Biréli Lagrène, « digne héritier de Django Reinhardt », au Lucerna à Prague

Après s’être déjà produit à Prague il y a deux ans, le guitariste virtuose Biréli Lagrène a clôturé, le 29 novembre dernier, dans la salle du Lucerna Music Bar, le festival intitulé « La Guitare à travers les genres ». Accompagné d’une contrebasse et d’une guitare, il est venu présenter son « gipsy project ».

Biréli Lagrène était un enfant prodige. Né dans une famille de manouches en Alsace, on lui met une guitare entre les mains à l’âge de 4 ans. Très rapidement, son entourage se rend compte de son talent et il commence à jouer la musique de Django Reinhardt. Aujourd’hui, il est considéré comme son digne héritier, selon les termes du propre fils du célèbre guitariste, Babik Reinhardt, avec qui il joue aussi régulièrement.

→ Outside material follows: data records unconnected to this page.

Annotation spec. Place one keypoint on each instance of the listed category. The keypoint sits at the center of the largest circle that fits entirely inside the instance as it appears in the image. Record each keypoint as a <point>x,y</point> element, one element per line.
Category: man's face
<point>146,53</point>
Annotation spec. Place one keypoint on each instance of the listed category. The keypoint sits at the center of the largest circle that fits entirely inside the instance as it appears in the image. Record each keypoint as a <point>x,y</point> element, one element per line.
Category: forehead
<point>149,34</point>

A 14 ans, Lagrène enregistre son premier album et commence une tournée avec le violoniste Stéphane Grapelli, ancien partenaire du maître Django. Comme ce dernier d’ailleurs, Bireli Lagrène n’a jamais appris la musique ; il reproduit tout à l’oreille. Cela ne l’a pourtant pas empêché de collaborer avec les plus grands musiciens de jazz actuels. Dans les années 80, il se tourne vers le jazz fusion et jouent avec John Mc Laughlin, Mike Stern, Stanley Clarke, Jaco Pastorius, l’espagnol Paco de Lucia ou encore avec le tchèque Miroslav Vitouš.

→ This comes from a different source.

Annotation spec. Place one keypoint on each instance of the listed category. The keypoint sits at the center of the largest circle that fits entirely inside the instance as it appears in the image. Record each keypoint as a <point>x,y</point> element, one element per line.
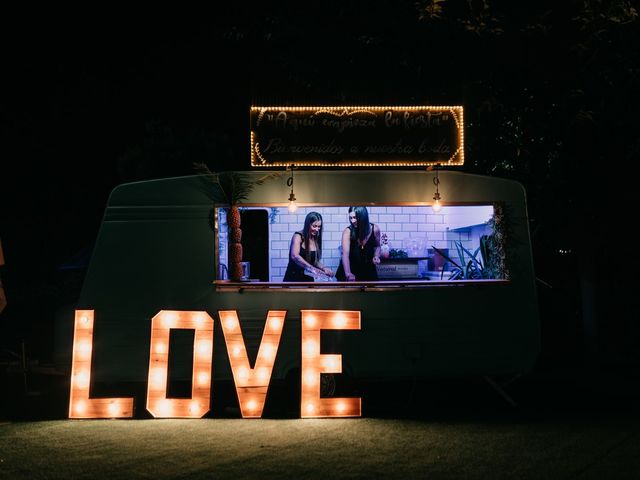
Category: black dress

Bireli Lagrène est capable de tout jouer et s’amuse volontiers à mélanger les styles en insufflant au milieu d’un morceau de jazz manouche quelques sonorités country, rock ou blues. Ses qualités de virtuose lui permettent de flirter avec tous les genres avec une dextérité à dégoûter les plus habiles des guitaristes classiques. Guitariste curieux aux goûts éclectiques, Bireli Lagrène est tout de même revenu à la musique de ses origines. Bireli Lagrène :

« J’ai toujours aimé voyager musicalement parce que je suis quelqu’un qui a beaucoup de mal à rester dans un style musical. Après avoir joué la musique de Django Reinhardt, j’ai fait beaucoup de choses différentes musicalement. Et là depuis sept ou huit ans je suis revenu un peu en arrière. C’est plus un retour aux sources, comme quand j’étais petit. J’y prends tellement de plaisir que j’ai du mal à faire autre chose. Maintenant avec l’âge, je l’assume mieux que quand j’étais adolescent. »

C’est un style de musique qui est assez en vogue ? Est-ce que le succès commercial de cette musique est important pour vous ?

« Cela fait toujours plaisir. C’est une musique qui a existé autrefois et dont on a pas entendu parler par la suite comme il aurait fallu. Donc si elle revient de nouveau au devant de la scène, cela fait plaisir. Et ça fait également plaisir pour les musiciens qui jouent cette musique aussi dans d’autres orchestres. C’est une chose absolument géniale que cette musique soit de nouveau un peu dans les lumières ».